The overall finding of gender similarities adds to recent work pushing for a paradigm shift in how I approach gender bias in political communication (Hyde, 2014; Rohrbach et al., 2023). Growing bodies of research document little overt bias in the electorate (Bridgewater & Nagel, 2020; Schwarz & Coppock, 2022) and in candidates’ personality and qualifications (Anzia & Berry, 2011; Bernhard & de Benedictis-Kessner, 2021) that would explain women’s underrepresentation. Consequently, it is no longer enough to blame sexist voters or a lack of ambition in women candidates. Accepting gender similarities as a default can help calibrate research on the multitude of drivers in context and structure that produce and uphold difference (Fowler & Lawless, 2009).

The single clear pattern that emerges across studies is a pronounced expectation of women to be communal (e. g., warm, cooperative, loyal). This finding has implications for women on the campaign trail. It corroborates past findings that women candidates can safely and strategically use communal traits in their campaign messages (Bast et al., 2022; Bauer, 2020; Bauer & Santia, 2022). This paper showed that incongruity with leadership norms does not hurt women candidates as long as they ensure congruity with gender stereotypical expectations. This incongruity tradeoff means that women’s boost in communality can translate into actual electoral advantages, as people rely more strongly on evaluations of communal than agentic traits in their opinion formation of political candidates (Laustsen & Bor, 2017) and people in general (Abele & Wojciszke, 2014).

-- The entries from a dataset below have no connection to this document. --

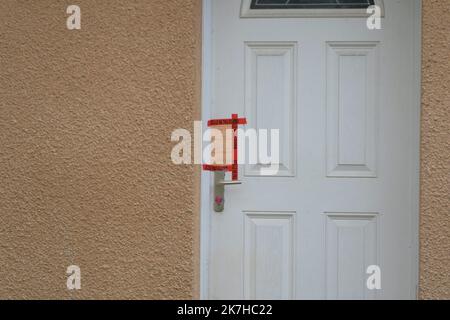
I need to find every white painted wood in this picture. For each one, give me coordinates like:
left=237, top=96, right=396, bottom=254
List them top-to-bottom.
left=200, top=0, right=213, bottom=299
left=207, top=0, right=420, bottom=299
left=241, top=0, right=389, bottom=18
left=327, top=41, right=380, bottom=178
left=245, top=42, right=297, bottom=177
left=244, top=212, right=295, bottom=300
left=325, top=213, right=380, bottom=300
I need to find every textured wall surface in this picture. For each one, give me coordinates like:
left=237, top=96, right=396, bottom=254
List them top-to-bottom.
left=0, top=0, right=201, bottom=299
left=420, top=0, right=450, bottom=299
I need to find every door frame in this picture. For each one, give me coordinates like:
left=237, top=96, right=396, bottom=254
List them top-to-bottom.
left=200, top=0, right=422, bottom=299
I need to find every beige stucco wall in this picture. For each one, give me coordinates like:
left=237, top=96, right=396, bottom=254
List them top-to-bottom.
left=0, top=0, right=450, bottom=299
left=0, top=0, right=201, bottom=298
left=420, top=0, right=450, bottom=299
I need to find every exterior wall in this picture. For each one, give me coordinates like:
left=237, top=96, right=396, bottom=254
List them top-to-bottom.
left=0, top=0, right=450, bottom=299
left=0, top=0, right=201, bottom=299
left=420, top=0, right=450, bottom=299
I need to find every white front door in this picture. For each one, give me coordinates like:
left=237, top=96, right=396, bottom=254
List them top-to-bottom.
left=207, top=0, right=419, bottom=299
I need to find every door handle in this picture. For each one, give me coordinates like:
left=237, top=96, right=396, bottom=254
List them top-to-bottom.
left=214, top=171, right=242, bottom=212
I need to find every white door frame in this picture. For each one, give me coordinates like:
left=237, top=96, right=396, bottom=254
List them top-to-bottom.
left=200, top=0, right=422, bottom=299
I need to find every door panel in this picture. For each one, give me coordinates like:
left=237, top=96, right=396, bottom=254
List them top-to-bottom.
left=208, top=0, right=418, bottom=299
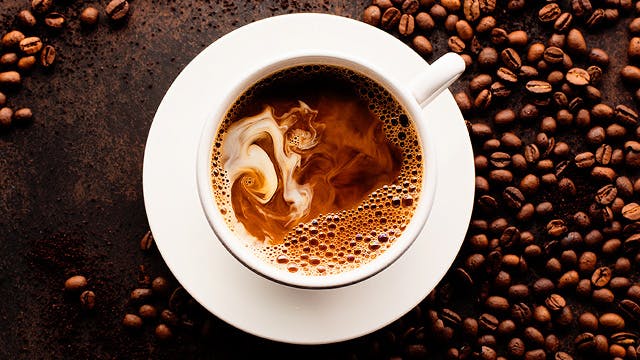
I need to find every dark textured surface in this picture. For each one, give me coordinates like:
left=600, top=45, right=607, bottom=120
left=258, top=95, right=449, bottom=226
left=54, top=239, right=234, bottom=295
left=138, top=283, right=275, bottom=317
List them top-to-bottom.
left=0, top=0, right=634, bottom=359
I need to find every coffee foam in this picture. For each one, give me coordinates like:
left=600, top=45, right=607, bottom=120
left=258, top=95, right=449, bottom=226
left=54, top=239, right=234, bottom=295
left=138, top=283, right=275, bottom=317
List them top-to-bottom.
left=212, top=66, right=422, bottom=275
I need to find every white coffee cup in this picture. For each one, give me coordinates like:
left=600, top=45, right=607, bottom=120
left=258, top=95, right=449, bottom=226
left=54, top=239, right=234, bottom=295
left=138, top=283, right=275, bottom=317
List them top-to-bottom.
left=196, top=49, right=465, bottom=289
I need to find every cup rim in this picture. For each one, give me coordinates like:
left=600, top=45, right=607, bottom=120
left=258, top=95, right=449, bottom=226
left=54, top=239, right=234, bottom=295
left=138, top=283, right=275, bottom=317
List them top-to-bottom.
left=196, top=49, right=437, bottom=289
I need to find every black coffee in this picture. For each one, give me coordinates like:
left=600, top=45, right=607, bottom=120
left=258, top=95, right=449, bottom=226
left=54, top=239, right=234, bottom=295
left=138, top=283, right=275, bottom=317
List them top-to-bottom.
left=211, top=65, right=423, bottom=275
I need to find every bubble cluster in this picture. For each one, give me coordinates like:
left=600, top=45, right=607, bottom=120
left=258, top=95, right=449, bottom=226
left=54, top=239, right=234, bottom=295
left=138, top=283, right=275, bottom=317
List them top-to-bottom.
left=211, top=65, right=423, bottom=275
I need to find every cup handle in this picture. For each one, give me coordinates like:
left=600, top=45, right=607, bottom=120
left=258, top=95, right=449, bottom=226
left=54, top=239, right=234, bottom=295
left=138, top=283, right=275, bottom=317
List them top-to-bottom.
left=411, top=52, right=466, bottom=108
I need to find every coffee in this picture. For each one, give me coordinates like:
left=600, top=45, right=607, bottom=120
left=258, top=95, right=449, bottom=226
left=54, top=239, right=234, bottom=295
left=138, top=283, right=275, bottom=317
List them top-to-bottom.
left=211, top=65, right=423, bottom=275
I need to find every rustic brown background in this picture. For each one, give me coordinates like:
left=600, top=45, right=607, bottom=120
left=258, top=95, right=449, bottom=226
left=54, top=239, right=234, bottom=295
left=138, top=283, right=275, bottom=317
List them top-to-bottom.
left=0, top=0, right=633, bottom=359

This series of studies comes with at least four limitations. First, this project relied on well-powered but non-representative online samples which constrains the generalizability of its insights. Second, this analysis omitted the role of partisanship in candidate evaluations to better isolate gender effects. Extant research has investigated the interaction of gender and partisan cues (e.g., Cassese & Holman, 2018; Schneider & Bos, 2016; Van Der Pas et al., 2022), but it remains unclear how these different cues link to the different types of role incongruity outlined in this study. Second, part of the explanatory power of RCT derives from its integration of moderating influences on incongruent role expectations (Eagly & Karau, 2002; Heilman et al., 2004). As instances of such influences, this paper varied the salience of gender cue for trait inferences and internally replicated the trait evaluations in a second national contexts.Footnote 8 Yet more work is needed to understand how different types of incongruity effects are conditioned by other aspects, such as electoral context or individual differences in voters (for a discussion see Schneider & Bos, 2019). Finally, I distinguish three types of incongruity and briefly discuss—but do not test—how they causally relate to each other in the candidate evaluation process. Future research could integrate affect in RCT and investigate its role as a potential causal conduit connecting different types of incongruent role expectations, ideally combining a range of explicit and implicit measures (Bakker et al., 2021; Lodge & Taber, 2013). This paper has undertaken efforts to shed light on how incongruent stereotypical expectations shape evaluations of political candidates. Disentangling stereotype incongruity is a small but crucial step to better understand women’s knotty trajectories in a changing political sphere.